** MODELS PREDICT ENSEMBLE AVERAGES**

Venkatram, A. (1979): The expected deviation of observed concentrations from predicted ensemble means. Atmos. Environ. (11):1547-1549.

“…we expect the 1-h averaged concentration to deviate from the ensemble mean by more than 100%. …This analysis shows that under unstable conditions, poor comparison of observations with predictions should be expected. …Our discussion brings up the question of model validation. It is clear that the expected deviation can be reduced by averaging several observations under similar conditions. Then, for adequate validation, the predicted concentration should be compared against an average derived from an ensemble of measured concentrations….”

Fox, D.G. (1984): Uncertainty in air quality modeling. Bull. Amer. Meteoro. Soc. (65):27-36.

“…There is agreement in the meteorological community that air quality modeling results contain various types of uncertainty (although not state explicitly) such that they represent no more than an estimate within the distribution of possible values. Generally, turbulence must be averaged in time, space, or over a number of realizations of the flow pattern, in order to elicit meaningful information. In doing this, parameters such as the dispersion coefficients are defined by their mean or average values without consideration of the variation around that mean. … The details of atmospheric motion fields are not predictable without uncertainty, nor is the concentration of a pollutant released into any turbulent fluid predictable without uncertainty. In studies of turbulence, it is convenient to introduce the notion of an ensemble, namely a number of repeats of the same ‘experiment,’ holding external conditions (boundary and initial conditions) fixed….”

Weil, J.C., R.I. Sykes, and A. Venkatram (1992): Evaluating air-quality models: review and outlook. Journal of Applied Meteoro. ((31):1121-1145.

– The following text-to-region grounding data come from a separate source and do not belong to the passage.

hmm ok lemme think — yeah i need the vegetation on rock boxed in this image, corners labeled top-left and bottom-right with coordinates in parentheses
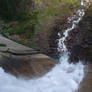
top-left (0, 0), bottom-right (87, 53)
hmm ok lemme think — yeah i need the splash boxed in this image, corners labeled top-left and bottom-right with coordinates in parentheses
top-left (0, 0), bottom-right (85, 92)
top-left (0, 61), bottom-right (84, 92)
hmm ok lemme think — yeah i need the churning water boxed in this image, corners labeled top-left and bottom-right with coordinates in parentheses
top-left (0, 60), bottom-right (84, 92)
top-left (0, 0), bottom-right (85, 92)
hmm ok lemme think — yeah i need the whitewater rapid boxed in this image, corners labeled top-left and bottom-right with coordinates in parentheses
top-left (0, 60), bottom-right (84, 92)
top-left (0, 0), bottom-right (85, 92)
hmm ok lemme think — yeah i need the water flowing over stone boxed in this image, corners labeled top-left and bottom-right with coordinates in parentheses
top-left (0, 0), bottom-right (86, 92)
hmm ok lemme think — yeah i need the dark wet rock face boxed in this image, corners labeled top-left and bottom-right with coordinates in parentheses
top-left (66, 8), bottom-right (92, 63)
top-left (49, 19), bottom-right (67, 54)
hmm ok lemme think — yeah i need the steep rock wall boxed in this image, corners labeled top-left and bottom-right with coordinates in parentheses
top-left (66, 5), bottom-right (92, 63)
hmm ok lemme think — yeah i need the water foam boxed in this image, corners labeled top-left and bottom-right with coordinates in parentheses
top-left (0, 60), bottom-right (84, 92)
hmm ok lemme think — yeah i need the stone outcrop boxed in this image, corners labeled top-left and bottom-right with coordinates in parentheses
top-left (78, 64), bottom-right (92, 92)
top-left (2, 0), bottom-right (80, 55)
top-left (66, 6), bottom-right (92, 63)
top-left (0, 53), bottom-right (57, 78)
top-left (0, 35), bottom-right (57, 78)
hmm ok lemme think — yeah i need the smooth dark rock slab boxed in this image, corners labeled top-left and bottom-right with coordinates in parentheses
top-left (0, 36), bottom-right (57, 77)
top-left (0, 54), bottom-right (57, 77)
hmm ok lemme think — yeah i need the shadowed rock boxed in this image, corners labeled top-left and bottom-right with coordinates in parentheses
top-left (78, 64), bottom-right (92, 92)
top-left (66, 7), bottom-right (92, 63)
top-left (0, 53), bottom-right (57, 78)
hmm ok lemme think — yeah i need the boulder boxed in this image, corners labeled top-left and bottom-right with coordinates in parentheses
top-left (0, 36), bottom-right (57, 78)
top-left (66, 6), bottom-right (92, 63)
top-left (0, 53), bottom-right (57, 78)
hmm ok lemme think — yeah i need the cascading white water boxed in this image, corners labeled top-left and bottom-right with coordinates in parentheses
top-left (0, 0), bottom-right (85, 92)
top-left (58, 0), bottom-right (85, 54)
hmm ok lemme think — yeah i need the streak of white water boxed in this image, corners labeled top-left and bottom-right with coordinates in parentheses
top-left (58, 4), bottom-right (85, 53)
top-left (0, 0), bottom-right (85, 92)
top-left (81, 0), bottom-right (84, 6)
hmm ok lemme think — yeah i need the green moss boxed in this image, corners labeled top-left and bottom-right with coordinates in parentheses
top-left (0, 43), bottom-right (6, 47)
top-left (0, 0), bottom-right (81, 49)
top-left (0, 0), bottom-right (32, 21)
top-left (87, 6), bottom-right (92, 17)
top-left (35, 0), bottom-right (80, 33)
top-left (0, 9), bottom-right (39, 38)
top-left (37, 0), bottom-right (80, 21)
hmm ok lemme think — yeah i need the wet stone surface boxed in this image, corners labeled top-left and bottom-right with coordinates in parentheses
top-left (0, 36), bottom-right (57, 78)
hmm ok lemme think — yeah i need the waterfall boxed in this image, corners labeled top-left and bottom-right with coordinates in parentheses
top-left (0, 0), bottom-right (85, 92)
top-left (58, 0), bottom-right (85, 54)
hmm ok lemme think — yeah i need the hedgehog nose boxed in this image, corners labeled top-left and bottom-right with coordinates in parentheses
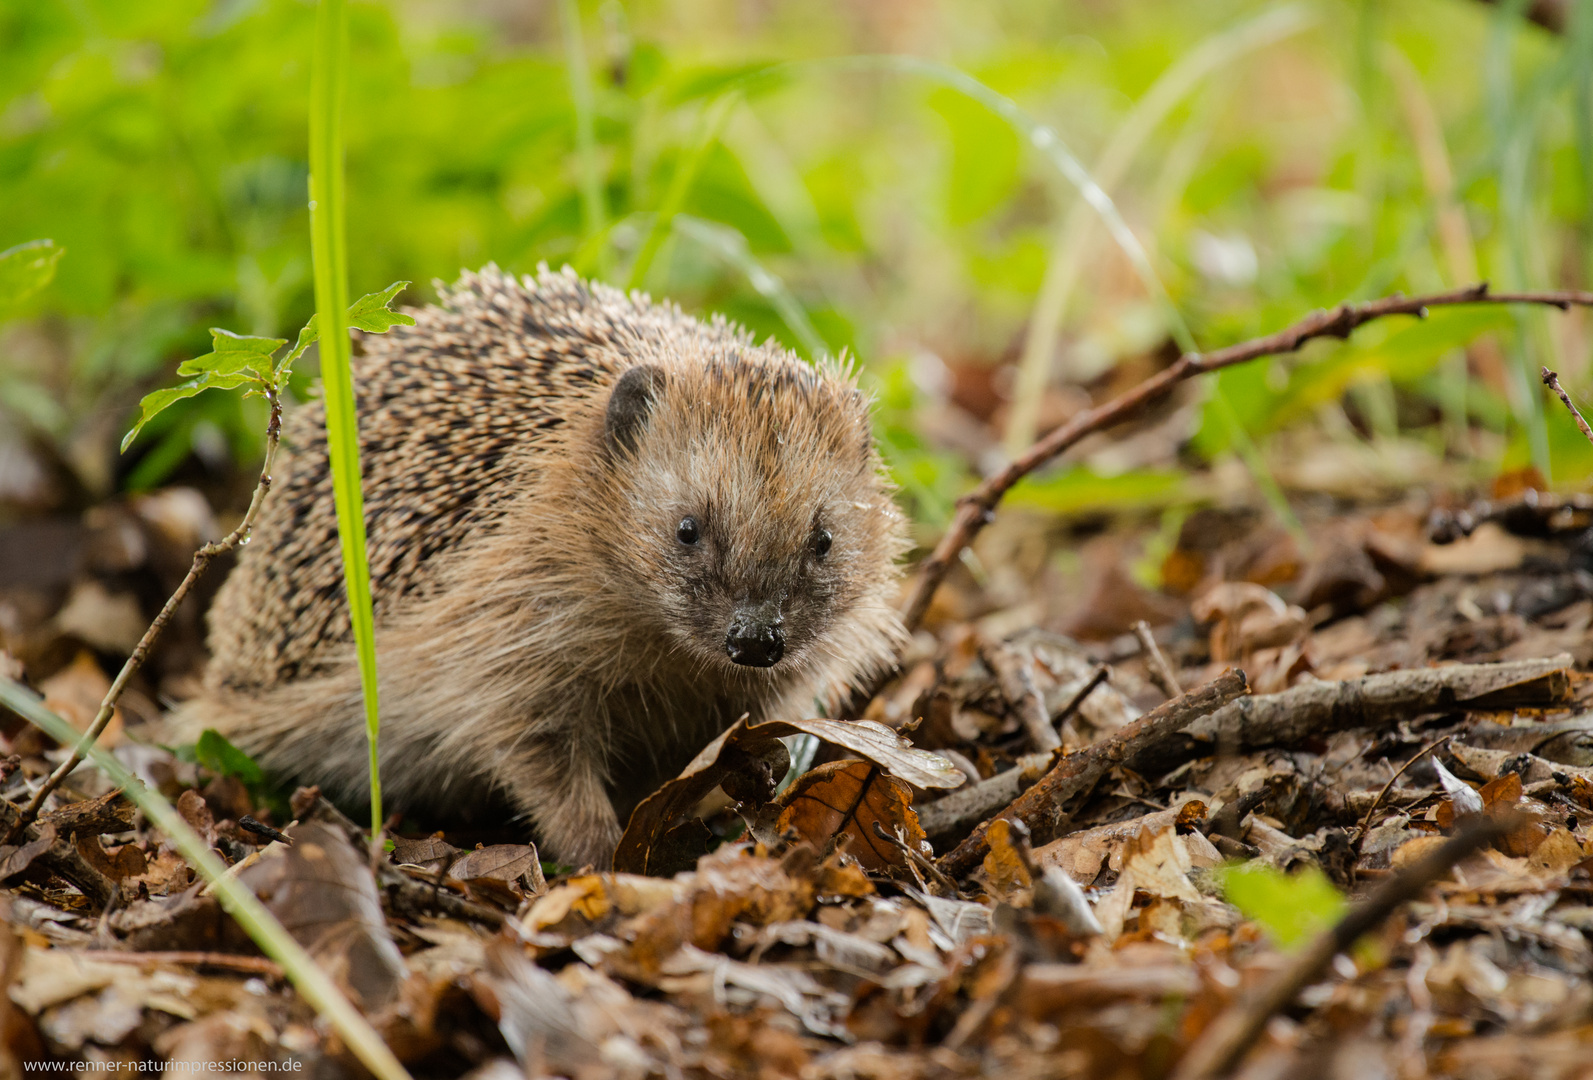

“…Air-quality models predict the mean concentration for a given set of conditions (i.e., an ensemble), whereas observations are individual realizations drawn from the ensemble. The natural variability: is the random concentration fluctuation about the mean and is large (of the order of the mean; section 2). The steering committee considered the natural variability to be very significant in hampering the performance evaluation. …The natural variability, also called the inherent uncertainty (Fox 1984; Venkatram 1982), is caused by PBL turbulence. It arises because the details of the velocity field are not the same in each realization of a turbulent flow….”

**MODEL EVALUATION IDEAS**

Presentation at the Guideline on Air Quality Models March 19-21, 2013 at the Sheraton Raleigh Hotel, Raleigh, N.C. Provided is the power-point presentation, extended notes, and handout notes.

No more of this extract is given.